Falmouth Neck deed of ownership, Portland, 1764

Falmouth Neck deed of ownership, Portland, 1764
Item 102285   info
Maine Historical Society

Enoch Freeman, a native of Eastham, Massachusetts was born May 19, 1706, graduated from Harvard College (1729), taught school and engaged in the Boston Commission business (Barbados slave trade) before seeking his fortune as a Falmouth merchant in 1741. His family would join the gentry because of his social standing and old school connections.

A voracious office seeker, Freeman was appointed Naval Officer in 1749 but was replaced the next year with yet another Harvard graduate, Jabez Fox. Freeman complained bitterly to fellow classmates over the demotion. According to Sibley’s Harvard Graduates, Volume VIII, many locals considered Freeman a mere stranger; and William Willis’ Journals of Smith and Deane (1849) describes Freeman as “somewhat arbitrary and overbearing” though a man of “great moral worth and strict integrity.”

Freeman and Fox waged a major legal battle over the estate of Col.
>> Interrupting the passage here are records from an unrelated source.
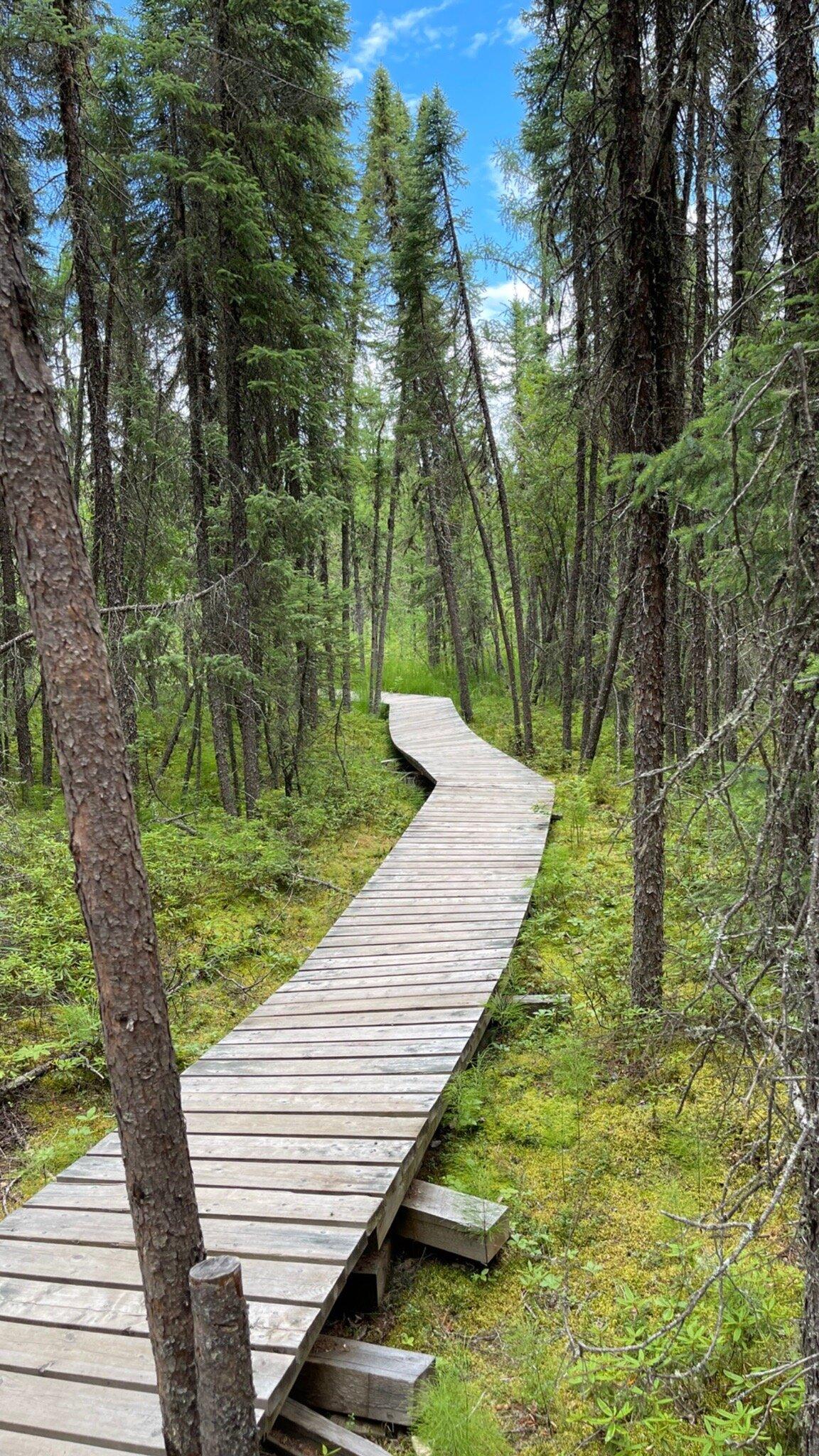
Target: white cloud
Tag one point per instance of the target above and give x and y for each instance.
(384, 31)
(499, 296)
(516, 31)
(512, 33)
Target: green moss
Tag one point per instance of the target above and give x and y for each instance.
(585, 1132)
(238, 907)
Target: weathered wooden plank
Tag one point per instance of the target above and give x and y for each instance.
(19, 1443)
(248, 1147)
(372, 1382)
(124, 1420)
(274, 1328)
(273, 1047)
(267, 1206)
(404, 1069)
(336, 1085)
(454, 1222)
(241, 1236)
(283, 1280)
(306, 1128)
(306, 1125)
(235, 1175)
(100, 1357)
(298, 1420)
(208, 1097)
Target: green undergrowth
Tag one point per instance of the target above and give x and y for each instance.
(238, 907)
(585, 1126)
(587, 1123)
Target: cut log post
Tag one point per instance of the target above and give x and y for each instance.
(225, 1376)
(372, 1382)
(452, 1222)
(299, 1432)
(366, 1286)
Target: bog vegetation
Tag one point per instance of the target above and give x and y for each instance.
(308, 471)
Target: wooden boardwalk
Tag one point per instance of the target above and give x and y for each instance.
(306, 1125)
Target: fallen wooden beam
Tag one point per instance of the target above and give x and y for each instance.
(372, 1382)
(556, 1002)
(452, 1222)
(366, 1286)
(299, 1432)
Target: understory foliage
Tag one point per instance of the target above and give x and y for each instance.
(308, 469)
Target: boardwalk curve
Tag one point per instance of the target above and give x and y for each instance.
(306, 1123)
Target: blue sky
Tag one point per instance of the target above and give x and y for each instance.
(470, 48)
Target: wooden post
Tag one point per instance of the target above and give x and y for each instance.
(225, 1378)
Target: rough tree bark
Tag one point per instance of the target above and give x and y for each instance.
(107, 557)
(223, 1359)
(104, 836)
(646, 415)
(499, 475)
(446, 567)
(11, 632)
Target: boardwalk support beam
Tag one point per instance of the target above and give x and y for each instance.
(454, 1222)
(372, 1382)
(366, 1286)
(225, 1378)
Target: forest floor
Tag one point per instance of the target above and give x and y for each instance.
(589, 1125)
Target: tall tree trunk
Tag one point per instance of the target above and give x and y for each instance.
(446, 567)
(376, 676)
(500, 479)
(488, 554)
(11, 631)
(648, 418)
(193, 363)
(107, 557)
(104, 836)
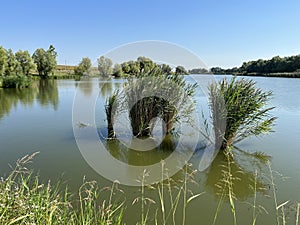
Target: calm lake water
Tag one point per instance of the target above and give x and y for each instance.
(40, 119)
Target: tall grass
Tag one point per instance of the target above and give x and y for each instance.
(239, 110)
(154, 94)
(25, 200)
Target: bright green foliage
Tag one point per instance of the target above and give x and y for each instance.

Thomas Westbrook during the same era. Freeman became Deputy Collector, Judge of Common Pleas, one of the town’s leading revolutionaries, colonel of a local militia company and holder of so many offices that Willis in his History of Portland (1865) stated “Freeman and eldest son, Samuel, for near a hundred years exercised a controlling influence in the affairs of the town and country.” The colonel died September 2,1788.